Seta sin identificar.
Rodal de gamones. En un mes estarán todos en flor.
    Seguimos caminando dentro del pinar en busca de alguna flor de Fritillaria hispanica pero era demasiado pronto para que hubiera flores. Nos topamos con algún que otro espárrago listo para su recogida, pero lo dejamos ahí para que la planta pudiera desarrollarse y en un futuro todos podamos disfrutar de más espárragos. Muy cerca del rodal de los gamones de la foto superior, vimos también un escarabajo Blaps, tan comunes en nuestra sierra.
Blaps. Mejor no tocarlos, ya que expelen un líquido desagradable cuando se ven en peligro.
    Muy cerca de allí, vimos que alguien se había entretenido sembrando almendras entre los pinos, almendras que ya habían germinado alegremente. Esperemos que en unos años tengamos más almendros floreciendo en la Sierra.
    Otro insecto que vimos fue la pequeña mariposa manto bicolor (Lycaena phlaeas), varios ejemplares, algunos de ellos cortejándose. También los primeros saltamontes.
Tomares ballus
Acrotylus insubricus
    Seguimos caminando y llegamos a las barbacoas, donde nos detuvimos en la observación de flores de jarillas o tamarillas (Helianthemum violaceum). Dejamos atrás las barbacoas y seguimos en dirección al Cuco.

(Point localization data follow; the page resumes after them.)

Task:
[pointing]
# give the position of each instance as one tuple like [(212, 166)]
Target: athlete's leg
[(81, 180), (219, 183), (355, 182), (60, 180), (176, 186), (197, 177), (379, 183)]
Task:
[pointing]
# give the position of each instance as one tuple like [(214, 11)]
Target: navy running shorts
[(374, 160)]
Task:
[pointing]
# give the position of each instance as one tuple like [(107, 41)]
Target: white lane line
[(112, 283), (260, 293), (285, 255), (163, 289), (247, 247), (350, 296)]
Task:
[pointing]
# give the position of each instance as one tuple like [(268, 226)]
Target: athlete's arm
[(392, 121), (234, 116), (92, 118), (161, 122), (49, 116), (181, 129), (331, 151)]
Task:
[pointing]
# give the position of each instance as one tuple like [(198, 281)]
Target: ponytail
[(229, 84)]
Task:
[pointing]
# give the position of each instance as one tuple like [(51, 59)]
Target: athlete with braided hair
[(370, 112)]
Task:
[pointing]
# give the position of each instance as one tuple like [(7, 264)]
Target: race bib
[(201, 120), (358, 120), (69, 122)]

A nuestra izquierda, la plantación de pinos de hace unos años, recién nombrada "Bosque del Olvido" por alguna mente romántica, donde por cierto, proliferan las orugas de procesionaria del pino (Thaumetopoea pityocampa), pero que no cunda el pánico. Estas orugas sirven de alimento a un ave que viene a visitarnos desde África cada año a principios de primavera, y dan buena cuenta de ellas. Su canto se oye traqueteante y ruidoso sobre las sierras ibéricas y su silueta recuerda a la de las urracas en vuelo, con un penacho en la cabeza. Os hablo del críalo (Clamator glandarius), un ave emparentada con los cucos, que pudimos observar volando y posado sobre una encina.

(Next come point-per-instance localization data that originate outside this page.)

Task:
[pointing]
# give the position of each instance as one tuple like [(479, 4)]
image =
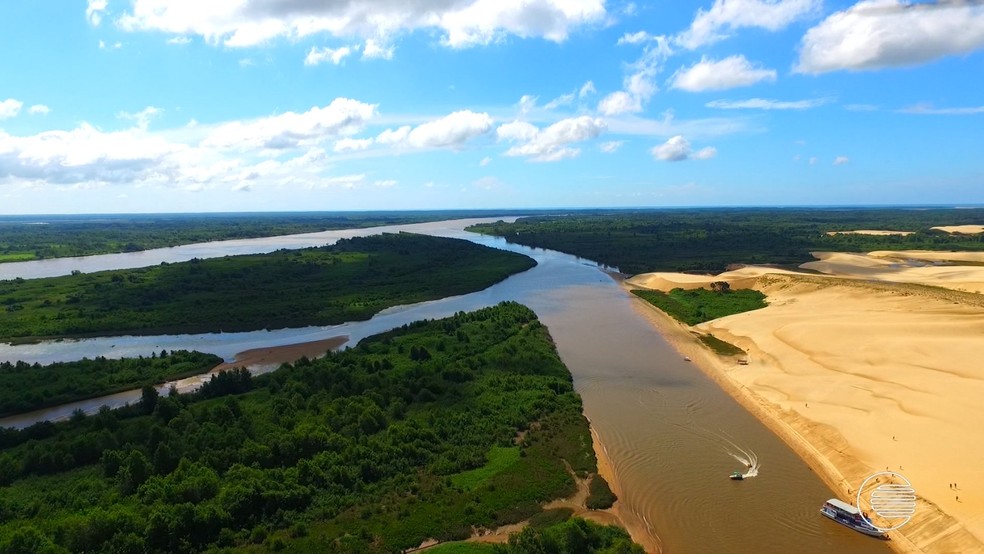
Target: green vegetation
[(600, 495), (353, 452), (699, 305), (60, 236), (351, 280), (712, 239), (720, 347), (499, 458), (25, 387)]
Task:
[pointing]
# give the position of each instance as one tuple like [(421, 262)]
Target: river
[(671, 433)]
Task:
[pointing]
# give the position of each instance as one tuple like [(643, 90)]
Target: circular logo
[(890, 497)]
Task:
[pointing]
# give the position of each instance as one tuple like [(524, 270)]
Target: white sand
[(860, 376), (962, 229)]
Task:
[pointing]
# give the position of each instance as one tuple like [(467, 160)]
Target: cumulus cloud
[(343, 116), (462, 23), (10, 108), (764, 104), (552, 143), (318, 56), (639, 85), (450, 131), (726, 16), (731, 72), (352, 145), (873, 34), (677, 149), (611, 146)]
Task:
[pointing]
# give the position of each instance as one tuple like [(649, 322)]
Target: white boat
[(849, 516)]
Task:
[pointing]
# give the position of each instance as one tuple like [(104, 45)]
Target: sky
[(137, 106)]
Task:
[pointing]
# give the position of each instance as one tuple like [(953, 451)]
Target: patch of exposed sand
[(907, 266), (876, 232), (962, 229), (858, 377)]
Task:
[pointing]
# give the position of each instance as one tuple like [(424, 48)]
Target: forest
[(427, 431), (25, 387), (350, 280), (24, 238), (710, 240)]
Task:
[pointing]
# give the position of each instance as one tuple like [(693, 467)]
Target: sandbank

Bolsón de Thaumetopoea pityocampa, la procesionaria del pino. 
Críalo (Clamator glandarius)
    Para controlar la proliferación de las procesionarias, nosotros apostamos por el fomento y la protección de las aves insectívoras en nuestra Sierra. Carboneros, herrerillos, abubillas y otras aves insectívoras se alimentan de ellas, junto con los críalos, y las polillas de la procesionaria son devoradas por otros animales, que incluyen murciélagos. Además existen avispas y moscas parásitas especializadas en esta especie. La colocación de cajas nido para aves insectívoras en la zona y evitar la fumigación aérea de las masas de pinares que afecta a otros insectos también (no son selectivas) ayudaría al control de estas orugas.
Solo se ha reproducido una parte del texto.